Tuesday, December 1, 2015

An Evening by the Fire

I was thinking earlier last evening as I lit a fire in the fireplace and watched the flames expand through the dry wood of my savings that the Oaks, Maples, and Ash burn beautifully. The few logs of pulp wood that I have cut down burn like damp leaves.

It’s been a late November cold where I live and tomorrow begins December. I border the  Shawangunks and Catskill mountain ranges and I’m nestled in a valley a little higher than the Hudson valley so my area gets an up-slope frost and a biting chill when Canada sends us a north wind clipper.

And so I lite a fire. Fireplace fires always remind me of life. The flames are the youth of being, the coals are brightness and heat of middle age and the embers are the waning lights of age and memory.

Simplistic, of course, but an encouragement that wherever you see the light, in youth, middle age or in old age, there is joy and the still small spark of creation. I love it.

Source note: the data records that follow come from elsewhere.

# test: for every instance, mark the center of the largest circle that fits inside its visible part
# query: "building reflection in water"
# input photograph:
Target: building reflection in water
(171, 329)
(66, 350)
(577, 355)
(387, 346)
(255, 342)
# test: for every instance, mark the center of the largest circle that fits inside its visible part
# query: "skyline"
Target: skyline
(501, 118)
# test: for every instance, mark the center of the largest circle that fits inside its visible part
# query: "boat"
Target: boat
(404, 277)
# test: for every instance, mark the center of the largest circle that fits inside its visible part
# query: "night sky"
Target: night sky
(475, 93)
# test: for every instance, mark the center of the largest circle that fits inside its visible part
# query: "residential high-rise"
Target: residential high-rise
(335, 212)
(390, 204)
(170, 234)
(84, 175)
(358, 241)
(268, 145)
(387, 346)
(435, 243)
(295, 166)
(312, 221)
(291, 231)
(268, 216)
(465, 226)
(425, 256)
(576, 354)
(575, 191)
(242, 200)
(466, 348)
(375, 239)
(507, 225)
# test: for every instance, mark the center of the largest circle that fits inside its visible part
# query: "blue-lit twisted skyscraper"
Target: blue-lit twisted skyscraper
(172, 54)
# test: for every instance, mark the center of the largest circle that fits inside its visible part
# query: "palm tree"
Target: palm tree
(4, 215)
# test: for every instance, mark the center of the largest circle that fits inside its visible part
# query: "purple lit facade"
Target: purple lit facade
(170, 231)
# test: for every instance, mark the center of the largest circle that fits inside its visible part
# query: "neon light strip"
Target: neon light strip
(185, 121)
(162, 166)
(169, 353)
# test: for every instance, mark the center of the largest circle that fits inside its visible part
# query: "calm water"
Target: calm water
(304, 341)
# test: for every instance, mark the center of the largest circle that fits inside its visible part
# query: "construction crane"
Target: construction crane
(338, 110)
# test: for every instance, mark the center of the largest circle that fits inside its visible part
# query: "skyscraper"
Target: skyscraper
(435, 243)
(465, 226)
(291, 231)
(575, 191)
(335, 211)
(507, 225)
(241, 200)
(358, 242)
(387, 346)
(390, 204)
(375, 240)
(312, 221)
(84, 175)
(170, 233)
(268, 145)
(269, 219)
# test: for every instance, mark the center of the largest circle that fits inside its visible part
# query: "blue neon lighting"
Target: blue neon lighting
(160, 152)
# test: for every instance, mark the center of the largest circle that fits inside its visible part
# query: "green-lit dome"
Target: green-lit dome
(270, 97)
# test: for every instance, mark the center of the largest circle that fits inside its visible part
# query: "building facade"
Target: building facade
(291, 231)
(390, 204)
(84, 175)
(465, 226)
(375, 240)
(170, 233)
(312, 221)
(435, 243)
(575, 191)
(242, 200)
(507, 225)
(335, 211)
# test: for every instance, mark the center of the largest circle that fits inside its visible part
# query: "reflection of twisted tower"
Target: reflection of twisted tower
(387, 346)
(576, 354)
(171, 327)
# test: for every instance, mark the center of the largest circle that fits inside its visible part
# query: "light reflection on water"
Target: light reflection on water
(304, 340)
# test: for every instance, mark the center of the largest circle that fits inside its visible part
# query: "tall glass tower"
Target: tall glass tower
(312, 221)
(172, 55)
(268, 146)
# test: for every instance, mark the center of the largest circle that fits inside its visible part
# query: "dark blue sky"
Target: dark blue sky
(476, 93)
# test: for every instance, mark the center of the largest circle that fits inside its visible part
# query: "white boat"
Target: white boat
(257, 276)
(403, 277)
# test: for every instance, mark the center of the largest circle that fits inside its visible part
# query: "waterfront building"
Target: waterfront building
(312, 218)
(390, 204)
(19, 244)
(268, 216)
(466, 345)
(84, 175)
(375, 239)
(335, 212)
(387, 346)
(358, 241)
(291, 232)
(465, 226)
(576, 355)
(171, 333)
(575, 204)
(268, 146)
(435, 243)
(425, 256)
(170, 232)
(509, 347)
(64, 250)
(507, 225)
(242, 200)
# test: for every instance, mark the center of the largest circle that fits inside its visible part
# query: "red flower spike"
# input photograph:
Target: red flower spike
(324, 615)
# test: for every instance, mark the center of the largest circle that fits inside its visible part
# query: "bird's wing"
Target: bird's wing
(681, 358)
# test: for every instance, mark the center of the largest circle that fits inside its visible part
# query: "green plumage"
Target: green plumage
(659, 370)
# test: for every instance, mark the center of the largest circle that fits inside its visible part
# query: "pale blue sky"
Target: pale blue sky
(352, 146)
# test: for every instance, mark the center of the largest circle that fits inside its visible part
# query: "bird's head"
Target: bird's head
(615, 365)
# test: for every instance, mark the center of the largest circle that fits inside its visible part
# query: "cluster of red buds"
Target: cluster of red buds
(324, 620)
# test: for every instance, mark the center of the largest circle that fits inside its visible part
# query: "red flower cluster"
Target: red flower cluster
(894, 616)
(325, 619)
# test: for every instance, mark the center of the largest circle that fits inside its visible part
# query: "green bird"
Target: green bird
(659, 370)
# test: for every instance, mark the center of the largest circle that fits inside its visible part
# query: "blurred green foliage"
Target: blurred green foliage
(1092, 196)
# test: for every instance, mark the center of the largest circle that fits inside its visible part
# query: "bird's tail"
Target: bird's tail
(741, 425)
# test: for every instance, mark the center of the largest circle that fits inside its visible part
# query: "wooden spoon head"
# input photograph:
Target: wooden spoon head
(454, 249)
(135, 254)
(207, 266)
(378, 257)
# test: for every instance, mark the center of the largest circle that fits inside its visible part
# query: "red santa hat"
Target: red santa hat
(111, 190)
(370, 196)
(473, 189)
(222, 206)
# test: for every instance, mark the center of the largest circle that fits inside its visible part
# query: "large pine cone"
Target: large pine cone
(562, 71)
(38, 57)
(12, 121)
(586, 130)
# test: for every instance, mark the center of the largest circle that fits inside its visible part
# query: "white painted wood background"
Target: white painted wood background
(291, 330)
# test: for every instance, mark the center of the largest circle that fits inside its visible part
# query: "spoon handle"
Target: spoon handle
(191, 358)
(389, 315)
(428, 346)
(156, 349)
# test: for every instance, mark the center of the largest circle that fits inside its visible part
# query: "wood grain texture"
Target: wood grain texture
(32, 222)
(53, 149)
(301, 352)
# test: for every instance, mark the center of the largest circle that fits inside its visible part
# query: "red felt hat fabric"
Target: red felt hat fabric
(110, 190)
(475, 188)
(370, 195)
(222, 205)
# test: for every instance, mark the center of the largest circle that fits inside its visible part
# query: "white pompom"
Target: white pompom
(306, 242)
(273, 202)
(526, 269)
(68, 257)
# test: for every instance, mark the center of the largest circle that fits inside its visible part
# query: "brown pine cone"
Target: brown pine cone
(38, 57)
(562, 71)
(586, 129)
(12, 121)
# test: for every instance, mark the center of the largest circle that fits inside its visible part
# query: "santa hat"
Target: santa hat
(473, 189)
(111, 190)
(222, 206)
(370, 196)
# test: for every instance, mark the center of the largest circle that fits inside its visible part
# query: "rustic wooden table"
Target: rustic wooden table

If you look at the wood before you put it into the chewing cauldron of fire, you have a log of light and form from many years of growth. Stored in the cellulous fibers are the heat of the sun, the substances of form from soil nutrients and the nourishment of water. A gift of nature to humankind for use as sustenance, structure and stored heat.


As I write this post my fire is nearly out. A few sparks glow deep within the covering ash. Age is a lot like that. It’s not sad. It’s a reality check to create while you can before your thoughts a hundred years from now are no more than the dissipating smoke of a memory.